Thursday, May 29, 2014

Prelude to Foundation - Isaac Asimov

Looks like my exhaustion with books lasted a full month. All it took was having some time to kill waiting for a store to open. Which led to me killing some time in the local library. Start looking at some sci-fi titles, and I could feel that itch coming back. Or maybe that was a tick bite. No, no, I'm sure it was the urge to read.

Besides, it gives me something to do while I'm hiding from the birders.

I had opportunities to read the last two books of Asimov's Foundation series, Prelude to Foundation and Forward the Foundation, at least as far back as high school. I passed them over because I suppose I didn't think it was necessary to know how Hari Seldon created psychohistory. The important thing was he did, were the details really important.

Well, once Seldon brought up the immense challenges he would face to even begin developing the equations that would be needed, well that sort of piqued my interest. I hadn't considered just how many factors he would have to assess, just in terms of figuring out which ones are important and which aren't. How strong they are in relation to each other, how they interact, on and on.

However, if it had just been Seldon poring over math, I likely wouldn't have found it a good read. The story is an extended chase, with Seldon being sent running from the Emperor of the Galaxy (and his man-behind-the-throne, Eto Demerzel) and anyone else who might try to use his idea for their own gain. Never mind the fact Seldon considered it basically impractical, nobody ambitious would take that chance.
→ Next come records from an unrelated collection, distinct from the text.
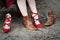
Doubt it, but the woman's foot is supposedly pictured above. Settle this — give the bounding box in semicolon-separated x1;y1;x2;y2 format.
23;16;36;30
31;13;42;28
2;13;11;33
45;10;55;26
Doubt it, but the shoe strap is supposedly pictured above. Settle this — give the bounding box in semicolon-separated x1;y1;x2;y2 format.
31;13;39;22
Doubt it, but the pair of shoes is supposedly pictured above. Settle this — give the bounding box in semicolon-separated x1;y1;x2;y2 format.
2;13;11;33
31;13;42;28
44;10;55;26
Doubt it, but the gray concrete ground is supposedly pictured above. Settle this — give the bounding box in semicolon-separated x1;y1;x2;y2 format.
0;0;60;40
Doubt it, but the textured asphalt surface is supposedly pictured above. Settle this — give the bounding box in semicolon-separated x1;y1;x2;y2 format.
0;0;60;40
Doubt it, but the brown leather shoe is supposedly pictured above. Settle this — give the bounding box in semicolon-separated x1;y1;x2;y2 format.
23;16;36;30
45;10;55;26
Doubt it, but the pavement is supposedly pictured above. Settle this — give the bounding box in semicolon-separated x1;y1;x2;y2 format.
0;0;60;40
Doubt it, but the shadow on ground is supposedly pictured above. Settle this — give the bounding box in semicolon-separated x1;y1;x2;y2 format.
0;0;60;40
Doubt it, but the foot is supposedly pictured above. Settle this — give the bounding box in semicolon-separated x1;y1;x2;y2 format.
2;13;11;33
45;10;55;26
23;16;36;30
31;13;42;28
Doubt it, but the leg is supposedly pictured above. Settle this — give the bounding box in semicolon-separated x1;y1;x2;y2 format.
2;13;11;33
27;0;42;28
45;10;55;26
17;0;36;30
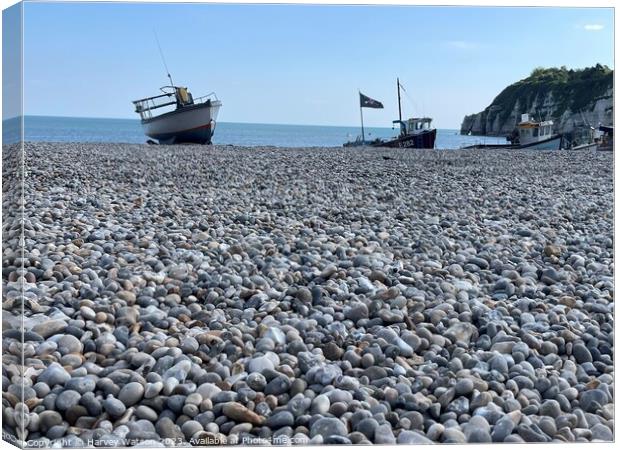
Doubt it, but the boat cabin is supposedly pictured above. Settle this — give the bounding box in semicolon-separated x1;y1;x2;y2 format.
133;86;203;120
517;114;554;145
393;117;433;136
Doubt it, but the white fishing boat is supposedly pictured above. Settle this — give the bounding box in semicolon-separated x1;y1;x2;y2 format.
517;114;562;150
133;86;222;144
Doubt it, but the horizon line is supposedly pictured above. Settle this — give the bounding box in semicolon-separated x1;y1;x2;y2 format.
2;114;460;130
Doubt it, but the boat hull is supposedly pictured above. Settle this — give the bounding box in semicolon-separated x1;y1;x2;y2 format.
142;102;220;144
371;129;437;149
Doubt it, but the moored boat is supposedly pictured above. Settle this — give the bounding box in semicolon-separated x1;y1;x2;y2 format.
515;114;562;150
597;125;614;152
372;78;437;149
343;78;437;149
133;86;222;144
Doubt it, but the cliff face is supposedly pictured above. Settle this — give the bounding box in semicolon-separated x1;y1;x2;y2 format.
461;64;613;136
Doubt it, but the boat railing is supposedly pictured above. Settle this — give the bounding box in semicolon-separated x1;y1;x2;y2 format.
133;92;219;120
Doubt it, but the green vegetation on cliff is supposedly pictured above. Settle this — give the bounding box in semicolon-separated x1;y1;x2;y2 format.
487;64;613;121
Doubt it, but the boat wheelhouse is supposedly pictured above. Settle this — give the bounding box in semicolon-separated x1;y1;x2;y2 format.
517;114;562;150
133;85;222;144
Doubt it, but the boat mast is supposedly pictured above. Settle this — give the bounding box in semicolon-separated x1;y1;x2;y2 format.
396;77;403;122
357;89;366;142
153;30;174;87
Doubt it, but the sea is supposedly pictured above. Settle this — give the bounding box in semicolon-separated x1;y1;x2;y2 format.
2;116;506;149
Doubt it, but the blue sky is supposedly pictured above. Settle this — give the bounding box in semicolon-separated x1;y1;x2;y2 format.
9;3;613;128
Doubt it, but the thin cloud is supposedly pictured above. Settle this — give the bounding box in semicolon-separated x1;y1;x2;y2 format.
583;23;605;31
445;41;478;50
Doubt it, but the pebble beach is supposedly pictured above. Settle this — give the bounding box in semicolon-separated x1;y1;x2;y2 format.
2;143;614;447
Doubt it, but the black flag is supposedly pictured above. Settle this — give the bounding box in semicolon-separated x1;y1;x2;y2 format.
360;92;383;109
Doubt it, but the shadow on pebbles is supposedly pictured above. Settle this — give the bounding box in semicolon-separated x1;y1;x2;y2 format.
2;143;614;447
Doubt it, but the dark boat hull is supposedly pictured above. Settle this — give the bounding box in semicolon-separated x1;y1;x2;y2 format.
142;102;220;144
149;124;213;145
371;129;437;149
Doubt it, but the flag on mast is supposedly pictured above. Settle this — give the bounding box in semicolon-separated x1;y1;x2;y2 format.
360;92;383;109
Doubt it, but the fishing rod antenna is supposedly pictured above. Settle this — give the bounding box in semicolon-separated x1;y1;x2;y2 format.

He's set on this flight by a remarkably influential journalist named Chetter, and accompanied by a historian, Dors Venabili, who very quickly takes her job of protecting Hari very seriously. But in each place, Seldon finds some way of falling into danger, usually in his attempt to find something that could help him make sense of history.

Prelude isn't one of Asimov's stronger works, perhaps because he's trying to draw the threads of his different series together. I'm not sure when he decided to try and weave the Robots series and the Foundation series together, but this book does a bit of that. Since it takes place in between the two, the story is constrained a bit by the things those two series have already set in place. In some parts it works well, in other places you can see the flow of the story being disrupted as Asimov's working to tie things together.

The end in particular, he spends a lot of time with two characters sitting and explaining why one of them is doing what he does. It resembles the end of a detective story, where Sam Spade explains everything. Those are tricky to do without bringing things to a screeching halt, and in this case I don't think Asimov managed it. Maybe because I had already pieced a fair amount of it together, and the parts I hadn't figured weren't the most important ones. This is probably a book better read in the order the events take place, rather than coming around to it a decade after reading Foundation and Earth and Robots and Empire.

So the end stumbled a bit, but the middle section where they're on the run and meeting all these disparate cultures that make up the Throneworld were good. I'm not sure at the moment whether I'll read Forward the Foundation if the opportunity arises again.